Родители недоумевали, отчего вдруг такая нелюбовь ко мне или в принципе к тому, что у кого-то ее лицо, и списали это в итоге на подростковый период, и только я знала возможную причину. Но не стала никому рассказывать. Дело в том, что летом мы ездили в деревню к дальней родне на две недели. Там был мальчик, сын соседей, который Элле жутко понравился. Я бы даже сказала, что это была ее первая любовь. Нам по тринадцать, ему пятнадцать вроде. Или четырнадцать, точно не помню. И вот она начала с ним дружить и ходить за ручку. А потом он пообщался со мной, и одного дня ему хватило, чтобы определиться. У меня не было к нему интереса, и ходить с ним за руку я не стала, однако с сестрой он уже не горел желанием разговаривать.

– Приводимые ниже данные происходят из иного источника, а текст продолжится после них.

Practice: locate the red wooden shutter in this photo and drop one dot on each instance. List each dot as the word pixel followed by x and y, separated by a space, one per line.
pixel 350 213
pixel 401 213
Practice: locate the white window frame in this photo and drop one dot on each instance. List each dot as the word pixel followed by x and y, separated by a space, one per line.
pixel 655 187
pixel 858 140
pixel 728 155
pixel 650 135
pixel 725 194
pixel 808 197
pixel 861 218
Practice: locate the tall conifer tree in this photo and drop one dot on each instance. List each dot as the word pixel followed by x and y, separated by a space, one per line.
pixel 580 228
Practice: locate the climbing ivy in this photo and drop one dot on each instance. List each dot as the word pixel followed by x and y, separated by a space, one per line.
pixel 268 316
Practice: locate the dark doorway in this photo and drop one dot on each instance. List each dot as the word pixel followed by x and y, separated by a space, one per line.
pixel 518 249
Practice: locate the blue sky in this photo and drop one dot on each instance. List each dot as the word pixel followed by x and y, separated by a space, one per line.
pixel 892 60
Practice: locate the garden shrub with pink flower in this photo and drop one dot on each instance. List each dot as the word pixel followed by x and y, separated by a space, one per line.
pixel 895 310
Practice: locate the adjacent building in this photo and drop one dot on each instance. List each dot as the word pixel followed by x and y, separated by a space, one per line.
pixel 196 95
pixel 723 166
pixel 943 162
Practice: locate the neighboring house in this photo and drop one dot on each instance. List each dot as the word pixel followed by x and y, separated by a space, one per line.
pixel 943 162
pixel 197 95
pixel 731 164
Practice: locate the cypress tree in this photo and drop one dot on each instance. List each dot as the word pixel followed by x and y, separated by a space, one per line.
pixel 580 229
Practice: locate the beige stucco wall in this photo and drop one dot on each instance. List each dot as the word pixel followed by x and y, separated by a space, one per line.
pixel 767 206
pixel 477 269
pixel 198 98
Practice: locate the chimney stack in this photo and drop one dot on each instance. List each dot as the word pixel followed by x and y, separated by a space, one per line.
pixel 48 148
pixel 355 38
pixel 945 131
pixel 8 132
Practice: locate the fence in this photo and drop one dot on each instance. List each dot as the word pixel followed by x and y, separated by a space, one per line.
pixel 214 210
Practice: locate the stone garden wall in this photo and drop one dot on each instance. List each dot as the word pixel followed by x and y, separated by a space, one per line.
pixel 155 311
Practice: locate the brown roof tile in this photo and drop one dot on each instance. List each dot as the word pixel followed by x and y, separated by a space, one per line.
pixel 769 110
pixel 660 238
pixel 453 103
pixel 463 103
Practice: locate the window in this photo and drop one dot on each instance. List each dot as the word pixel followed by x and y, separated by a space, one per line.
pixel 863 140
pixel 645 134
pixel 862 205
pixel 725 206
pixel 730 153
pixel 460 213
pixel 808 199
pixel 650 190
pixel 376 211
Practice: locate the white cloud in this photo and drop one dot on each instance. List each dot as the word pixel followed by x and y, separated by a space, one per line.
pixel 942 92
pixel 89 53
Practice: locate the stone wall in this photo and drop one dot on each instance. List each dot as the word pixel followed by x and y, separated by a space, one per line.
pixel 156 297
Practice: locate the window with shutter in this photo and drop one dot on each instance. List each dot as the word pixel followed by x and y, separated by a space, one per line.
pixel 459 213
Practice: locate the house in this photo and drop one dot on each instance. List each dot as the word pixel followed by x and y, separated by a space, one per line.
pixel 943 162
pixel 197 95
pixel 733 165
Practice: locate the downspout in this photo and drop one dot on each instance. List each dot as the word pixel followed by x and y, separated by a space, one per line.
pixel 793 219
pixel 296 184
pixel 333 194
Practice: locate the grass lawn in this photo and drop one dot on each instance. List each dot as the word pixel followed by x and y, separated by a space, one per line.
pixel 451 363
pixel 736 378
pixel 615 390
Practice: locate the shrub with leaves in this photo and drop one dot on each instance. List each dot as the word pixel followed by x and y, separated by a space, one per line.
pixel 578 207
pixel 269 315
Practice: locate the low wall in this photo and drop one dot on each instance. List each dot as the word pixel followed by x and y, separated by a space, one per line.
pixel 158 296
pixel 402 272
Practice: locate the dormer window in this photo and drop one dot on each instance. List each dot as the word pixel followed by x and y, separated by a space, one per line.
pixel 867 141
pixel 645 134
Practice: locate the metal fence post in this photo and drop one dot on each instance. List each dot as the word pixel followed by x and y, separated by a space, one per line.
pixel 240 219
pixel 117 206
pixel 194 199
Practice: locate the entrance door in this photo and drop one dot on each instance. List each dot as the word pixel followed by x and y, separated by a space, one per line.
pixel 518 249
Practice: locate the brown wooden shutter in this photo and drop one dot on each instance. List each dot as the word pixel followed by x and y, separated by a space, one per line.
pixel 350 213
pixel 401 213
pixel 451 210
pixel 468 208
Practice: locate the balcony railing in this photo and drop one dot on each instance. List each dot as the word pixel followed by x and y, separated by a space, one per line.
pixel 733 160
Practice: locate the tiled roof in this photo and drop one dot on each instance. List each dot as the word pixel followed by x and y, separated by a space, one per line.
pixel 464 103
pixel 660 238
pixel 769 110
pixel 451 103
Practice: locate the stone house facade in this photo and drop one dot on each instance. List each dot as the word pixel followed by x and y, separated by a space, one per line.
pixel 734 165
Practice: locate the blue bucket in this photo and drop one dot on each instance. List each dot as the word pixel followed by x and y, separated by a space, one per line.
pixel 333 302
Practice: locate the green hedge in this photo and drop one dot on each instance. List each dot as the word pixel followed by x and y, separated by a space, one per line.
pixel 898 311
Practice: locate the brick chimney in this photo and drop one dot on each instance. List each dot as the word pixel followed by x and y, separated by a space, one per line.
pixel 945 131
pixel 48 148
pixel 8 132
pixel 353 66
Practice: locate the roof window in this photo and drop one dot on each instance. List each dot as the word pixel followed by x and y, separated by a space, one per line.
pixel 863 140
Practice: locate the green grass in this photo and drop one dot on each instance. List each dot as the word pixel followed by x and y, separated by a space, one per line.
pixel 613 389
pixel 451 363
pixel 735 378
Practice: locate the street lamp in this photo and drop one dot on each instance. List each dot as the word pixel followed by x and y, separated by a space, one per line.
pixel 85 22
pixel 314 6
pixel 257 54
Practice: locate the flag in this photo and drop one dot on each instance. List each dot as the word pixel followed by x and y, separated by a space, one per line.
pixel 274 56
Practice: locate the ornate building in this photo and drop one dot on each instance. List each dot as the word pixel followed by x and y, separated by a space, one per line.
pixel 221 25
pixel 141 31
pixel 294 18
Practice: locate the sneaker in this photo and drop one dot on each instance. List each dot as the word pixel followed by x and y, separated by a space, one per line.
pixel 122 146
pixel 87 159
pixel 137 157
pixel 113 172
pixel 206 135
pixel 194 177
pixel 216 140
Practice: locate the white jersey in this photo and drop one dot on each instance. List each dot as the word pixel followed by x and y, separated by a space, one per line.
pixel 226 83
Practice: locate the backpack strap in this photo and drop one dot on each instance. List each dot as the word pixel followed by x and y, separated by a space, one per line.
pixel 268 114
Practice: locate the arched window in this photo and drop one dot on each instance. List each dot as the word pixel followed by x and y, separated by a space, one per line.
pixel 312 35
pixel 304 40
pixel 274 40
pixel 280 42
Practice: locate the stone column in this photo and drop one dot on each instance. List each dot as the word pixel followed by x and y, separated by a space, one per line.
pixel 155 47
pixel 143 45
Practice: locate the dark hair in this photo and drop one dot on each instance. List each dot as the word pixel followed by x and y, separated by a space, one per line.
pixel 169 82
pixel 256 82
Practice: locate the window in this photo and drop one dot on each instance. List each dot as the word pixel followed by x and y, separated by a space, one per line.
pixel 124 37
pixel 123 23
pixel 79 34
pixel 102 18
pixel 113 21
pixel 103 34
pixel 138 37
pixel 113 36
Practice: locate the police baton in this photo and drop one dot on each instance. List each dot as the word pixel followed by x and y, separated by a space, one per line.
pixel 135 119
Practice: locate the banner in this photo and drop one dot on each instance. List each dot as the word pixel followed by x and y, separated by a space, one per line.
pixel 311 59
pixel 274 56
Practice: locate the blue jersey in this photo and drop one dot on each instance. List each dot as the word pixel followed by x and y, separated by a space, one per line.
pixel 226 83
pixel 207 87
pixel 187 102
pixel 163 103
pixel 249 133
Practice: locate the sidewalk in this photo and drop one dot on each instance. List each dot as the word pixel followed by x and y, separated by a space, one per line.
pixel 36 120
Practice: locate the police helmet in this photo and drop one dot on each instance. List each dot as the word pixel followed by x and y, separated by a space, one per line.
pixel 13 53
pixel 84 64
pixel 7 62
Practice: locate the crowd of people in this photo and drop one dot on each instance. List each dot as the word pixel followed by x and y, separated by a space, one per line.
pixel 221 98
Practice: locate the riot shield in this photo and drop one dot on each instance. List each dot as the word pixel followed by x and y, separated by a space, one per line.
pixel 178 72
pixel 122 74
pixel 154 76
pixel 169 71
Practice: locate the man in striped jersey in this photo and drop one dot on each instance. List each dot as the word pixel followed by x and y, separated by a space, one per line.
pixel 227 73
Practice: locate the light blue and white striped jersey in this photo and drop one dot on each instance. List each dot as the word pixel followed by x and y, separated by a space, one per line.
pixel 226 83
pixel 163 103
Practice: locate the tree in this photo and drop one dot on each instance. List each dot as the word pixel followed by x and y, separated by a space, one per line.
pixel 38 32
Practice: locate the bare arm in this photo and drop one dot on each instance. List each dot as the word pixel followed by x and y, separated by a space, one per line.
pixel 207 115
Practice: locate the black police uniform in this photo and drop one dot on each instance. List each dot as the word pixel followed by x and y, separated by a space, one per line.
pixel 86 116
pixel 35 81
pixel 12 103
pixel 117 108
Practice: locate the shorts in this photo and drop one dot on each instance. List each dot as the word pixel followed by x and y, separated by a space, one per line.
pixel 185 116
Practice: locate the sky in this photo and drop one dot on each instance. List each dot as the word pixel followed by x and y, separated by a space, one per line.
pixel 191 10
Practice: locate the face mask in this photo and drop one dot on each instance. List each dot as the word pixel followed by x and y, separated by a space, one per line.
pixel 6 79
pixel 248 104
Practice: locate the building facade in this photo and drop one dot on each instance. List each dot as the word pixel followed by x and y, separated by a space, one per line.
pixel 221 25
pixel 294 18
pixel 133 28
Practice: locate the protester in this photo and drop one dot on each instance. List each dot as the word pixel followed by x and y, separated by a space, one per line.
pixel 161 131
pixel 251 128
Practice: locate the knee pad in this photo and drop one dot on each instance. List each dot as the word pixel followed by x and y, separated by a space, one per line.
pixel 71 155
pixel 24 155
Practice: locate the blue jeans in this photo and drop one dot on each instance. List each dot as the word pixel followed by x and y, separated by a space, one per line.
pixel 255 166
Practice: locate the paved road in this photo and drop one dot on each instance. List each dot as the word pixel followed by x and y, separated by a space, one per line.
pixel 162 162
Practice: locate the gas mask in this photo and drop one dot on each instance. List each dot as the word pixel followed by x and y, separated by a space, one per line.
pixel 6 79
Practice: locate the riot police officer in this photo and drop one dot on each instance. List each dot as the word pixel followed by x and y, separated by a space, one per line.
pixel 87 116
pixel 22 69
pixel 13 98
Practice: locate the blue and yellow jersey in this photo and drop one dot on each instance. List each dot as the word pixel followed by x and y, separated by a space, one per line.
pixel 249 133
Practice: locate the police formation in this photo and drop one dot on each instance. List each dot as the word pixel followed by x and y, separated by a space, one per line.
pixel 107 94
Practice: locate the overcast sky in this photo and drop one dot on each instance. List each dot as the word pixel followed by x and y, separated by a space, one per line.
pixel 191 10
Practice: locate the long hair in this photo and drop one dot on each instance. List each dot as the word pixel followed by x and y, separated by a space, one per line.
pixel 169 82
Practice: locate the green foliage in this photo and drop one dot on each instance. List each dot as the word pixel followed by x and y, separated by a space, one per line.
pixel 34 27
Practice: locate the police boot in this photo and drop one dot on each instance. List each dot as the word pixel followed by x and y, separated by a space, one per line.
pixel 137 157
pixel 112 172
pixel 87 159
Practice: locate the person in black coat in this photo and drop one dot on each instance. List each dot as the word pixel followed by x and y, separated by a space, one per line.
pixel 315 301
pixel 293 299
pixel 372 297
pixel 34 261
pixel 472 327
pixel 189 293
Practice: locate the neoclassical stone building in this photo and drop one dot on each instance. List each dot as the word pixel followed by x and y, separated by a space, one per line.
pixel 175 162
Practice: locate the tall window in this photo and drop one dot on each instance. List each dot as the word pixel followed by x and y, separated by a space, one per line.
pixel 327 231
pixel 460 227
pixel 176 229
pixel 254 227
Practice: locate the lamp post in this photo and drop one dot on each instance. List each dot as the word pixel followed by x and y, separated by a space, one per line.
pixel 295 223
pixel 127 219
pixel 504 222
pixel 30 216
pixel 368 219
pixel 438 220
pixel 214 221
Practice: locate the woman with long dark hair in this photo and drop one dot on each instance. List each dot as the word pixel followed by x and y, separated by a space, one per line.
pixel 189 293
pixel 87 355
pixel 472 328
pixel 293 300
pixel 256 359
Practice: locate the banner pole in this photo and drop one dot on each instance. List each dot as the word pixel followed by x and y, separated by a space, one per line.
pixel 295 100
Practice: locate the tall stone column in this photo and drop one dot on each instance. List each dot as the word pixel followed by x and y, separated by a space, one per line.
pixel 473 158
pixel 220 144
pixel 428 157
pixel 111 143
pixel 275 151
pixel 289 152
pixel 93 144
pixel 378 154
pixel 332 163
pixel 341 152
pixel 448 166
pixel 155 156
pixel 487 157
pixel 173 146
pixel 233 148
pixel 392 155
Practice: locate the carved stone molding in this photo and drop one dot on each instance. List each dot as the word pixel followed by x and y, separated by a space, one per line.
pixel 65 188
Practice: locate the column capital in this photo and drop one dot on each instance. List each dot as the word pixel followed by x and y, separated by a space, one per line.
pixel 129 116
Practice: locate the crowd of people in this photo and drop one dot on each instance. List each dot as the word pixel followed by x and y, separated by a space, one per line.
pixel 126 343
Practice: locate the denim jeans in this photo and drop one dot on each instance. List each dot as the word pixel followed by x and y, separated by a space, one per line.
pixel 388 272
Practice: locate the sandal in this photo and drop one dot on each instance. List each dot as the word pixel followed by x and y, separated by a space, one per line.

Он сказал ей, что я умнее. Да, так и сказал. Возможно, это грубо и бестактно, но вспомните, он был почти ровесник, тоже ребенок, по сути. Однако уже в сентябре, когда мы вернулись в школу, и началась ее первая истерика. И вот примерно с того времени мы перестали быть подругами. Более того, с тех пор она ненавидела, что мы — люди с одинаковым лицом. И я уверена на все сто процентов, что в этом маленьком мирке, куда Элла не пускала ни родителей, ни меня, ни одна живая душа не знала, что у нее есть сестра-близнец, похожая на нее как две капли воды.
Итак, я вошла на кухню, где вокруг круглого стола светлого дерева уже сидели пять человек и пили кто ароматический чай, кто кофе. Запахи этих напитков смешивались с запахом свежевыпеченных булочек, лежавших в большой плетеной корзине в центре стола.
Пять пар глаз уставились на нас с очкариком.